We will Ethical and Human Rights Impact Assessment Framework will be elaborated in Microb-AI-ome.


Around mid-term, dissemination and exploitation actions will be prepared.

A Certification implementation plan for the use of CRC stratification tools, a Training plan for the clinical users of the CRC stratifier

as well as Microb-AI-ome PR videos for Stakeholders will be available.



Engagement with stakeholders will be crucial for this project to ensure implementation of project output, results, and recommendations. Workshops and webinars will be organised on specific topics to provide specific stakeholders with more in-depth information and allow for dedicated interaction and direct feedback.

Three workshops will be organised to disseminate key project results, to gather external experience feedback, and to account for potentially improved microbiome data mining tools.

Two workshops will be organised for clinicians and tumour boards to introduce the first CRC Stratifier prototype and gather first-hand feedback from potential users and, at the end of the project, to educate the clinicians and tumour board members regarding the final CRC Stratifier application in screening practice and cancer stratification.

The third workshop will introduce the CRC Stratifier to regulatory bodies in order to have it integrated with national & international guidelines.

Training Plan

In order to validate the CRC Stratifier for its ability to successfully stratify subjects by CRC status/risk, partners UCC and INRAE will develop a training program to enable clinicians to operate the federated database network clients (Microb-AI-Net) and the clinical CRC Stratifier software on site, and to provide feedback to the developers at GND and UHAM.

The clinicians will then apply the CRC Stratifier to subject data. Another part of the validation will revolve around comparing the developed federated models (Microb-AIs) to their centralised counterparts to ensure equivalent performance as well as studying how the federated models fare when dealing with imbalanced data distributions, in particular with heterogeneously distributed confounding factors.


CRC Profiler Apps

We will develop and implement a collection of federated CRC Profiler apps covering all steps of a patient stratification workflow, from normalisation and batch-effect correction to AI model learning and application.

Further, the individual CRC Profiler apps will be chained into pipelines connected to the federated database network Microb-AI-Net and become available for clinicians as CRC Stratifier software.


A mid-way hackathon for medical data scientists in order to test our Microb-AI-Net APIs, to allow for community-driven future CRC Profiler app development and to account for upcoming novel sequencing technologies and/or computational microbiome profiling technologies.

We will make Microb-AI-ome known in international study groups and cancer consortia.

To this end, we will mainly rely on social media platforms.

The Hackathon will be announced in due time.

Validation Results

The performance of the CRC Stratifier will be evaluated on a validation cohort comprising >2000 samples obtained from individuals who underwent colonoscopy screening.

With the combination of the Microb-AI-net database network and federated Microb-AIs, we can ensure that no privacy-sensitive patient data will leave the legally safe harbours of the local/national CRC databases, while allowing for developing robust and validated data-driven AI models.

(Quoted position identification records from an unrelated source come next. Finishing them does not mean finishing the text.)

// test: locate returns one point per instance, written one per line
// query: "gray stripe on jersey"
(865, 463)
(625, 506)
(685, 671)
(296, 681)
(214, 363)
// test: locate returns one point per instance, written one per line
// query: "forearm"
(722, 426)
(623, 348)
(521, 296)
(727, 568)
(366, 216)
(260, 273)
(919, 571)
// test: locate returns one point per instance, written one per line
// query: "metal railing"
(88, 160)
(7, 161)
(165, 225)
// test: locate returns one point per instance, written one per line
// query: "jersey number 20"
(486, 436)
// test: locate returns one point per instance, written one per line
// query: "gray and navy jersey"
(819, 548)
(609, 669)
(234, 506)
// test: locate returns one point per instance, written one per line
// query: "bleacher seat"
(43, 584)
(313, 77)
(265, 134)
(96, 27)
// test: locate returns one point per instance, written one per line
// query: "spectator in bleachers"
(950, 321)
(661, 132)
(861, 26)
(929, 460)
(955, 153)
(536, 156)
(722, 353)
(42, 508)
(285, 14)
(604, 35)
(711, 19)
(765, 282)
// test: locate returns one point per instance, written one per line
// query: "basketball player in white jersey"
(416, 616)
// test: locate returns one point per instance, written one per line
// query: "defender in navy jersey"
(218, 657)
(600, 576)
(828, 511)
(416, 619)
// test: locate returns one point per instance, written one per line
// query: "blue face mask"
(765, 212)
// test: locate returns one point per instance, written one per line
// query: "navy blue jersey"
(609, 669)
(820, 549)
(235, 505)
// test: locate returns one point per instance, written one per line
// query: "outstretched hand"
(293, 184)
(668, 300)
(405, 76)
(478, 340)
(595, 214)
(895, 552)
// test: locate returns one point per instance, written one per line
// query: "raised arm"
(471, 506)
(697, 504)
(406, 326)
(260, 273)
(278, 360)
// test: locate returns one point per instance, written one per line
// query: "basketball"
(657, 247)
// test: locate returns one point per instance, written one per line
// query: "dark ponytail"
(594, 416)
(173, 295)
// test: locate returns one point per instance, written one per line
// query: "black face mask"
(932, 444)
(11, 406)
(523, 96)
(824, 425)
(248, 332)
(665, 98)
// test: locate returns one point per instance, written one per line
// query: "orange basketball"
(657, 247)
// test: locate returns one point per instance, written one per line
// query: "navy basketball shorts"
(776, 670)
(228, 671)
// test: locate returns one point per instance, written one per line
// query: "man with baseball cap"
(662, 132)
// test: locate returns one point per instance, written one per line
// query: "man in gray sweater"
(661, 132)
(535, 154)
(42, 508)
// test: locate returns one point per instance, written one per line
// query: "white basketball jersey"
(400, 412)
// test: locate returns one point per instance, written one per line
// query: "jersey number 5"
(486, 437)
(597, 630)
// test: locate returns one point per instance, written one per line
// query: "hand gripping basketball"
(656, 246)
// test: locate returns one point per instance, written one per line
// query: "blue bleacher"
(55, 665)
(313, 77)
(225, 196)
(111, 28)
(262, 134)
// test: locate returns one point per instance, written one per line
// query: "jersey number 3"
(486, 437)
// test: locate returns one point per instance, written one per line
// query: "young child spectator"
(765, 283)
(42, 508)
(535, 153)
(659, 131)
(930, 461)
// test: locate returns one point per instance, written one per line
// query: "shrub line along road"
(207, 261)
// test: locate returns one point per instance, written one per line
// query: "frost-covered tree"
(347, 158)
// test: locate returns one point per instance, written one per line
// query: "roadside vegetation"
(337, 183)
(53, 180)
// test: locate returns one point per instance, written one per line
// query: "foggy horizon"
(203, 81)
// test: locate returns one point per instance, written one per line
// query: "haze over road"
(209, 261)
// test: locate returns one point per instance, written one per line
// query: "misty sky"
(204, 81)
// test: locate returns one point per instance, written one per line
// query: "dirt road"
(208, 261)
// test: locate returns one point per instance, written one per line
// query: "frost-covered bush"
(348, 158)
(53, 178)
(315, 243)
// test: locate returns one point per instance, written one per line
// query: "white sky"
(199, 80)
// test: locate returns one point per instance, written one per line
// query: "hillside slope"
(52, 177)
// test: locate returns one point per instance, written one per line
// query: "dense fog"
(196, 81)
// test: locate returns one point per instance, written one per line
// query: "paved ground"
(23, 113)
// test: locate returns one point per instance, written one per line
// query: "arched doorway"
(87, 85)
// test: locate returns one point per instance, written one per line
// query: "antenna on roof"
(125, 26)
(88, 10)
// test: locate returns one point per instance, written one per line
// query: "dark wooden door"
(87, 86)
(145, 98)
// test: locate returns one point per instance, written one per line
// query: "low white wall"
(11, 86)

We will develop, deploy, and assess the new CRC Profiler AI apps as certifiable medical diagnostics devices and integrate them into a corresponding software for clinical practice (CRC Stratifier).

Microb-AI-ome will effectively aid in earlier and more precise measurement of risk of developing CRC, in order to more efficiently stratify patients for colonoscopies (>20% increased specificity) and other follow-up surveillance methods.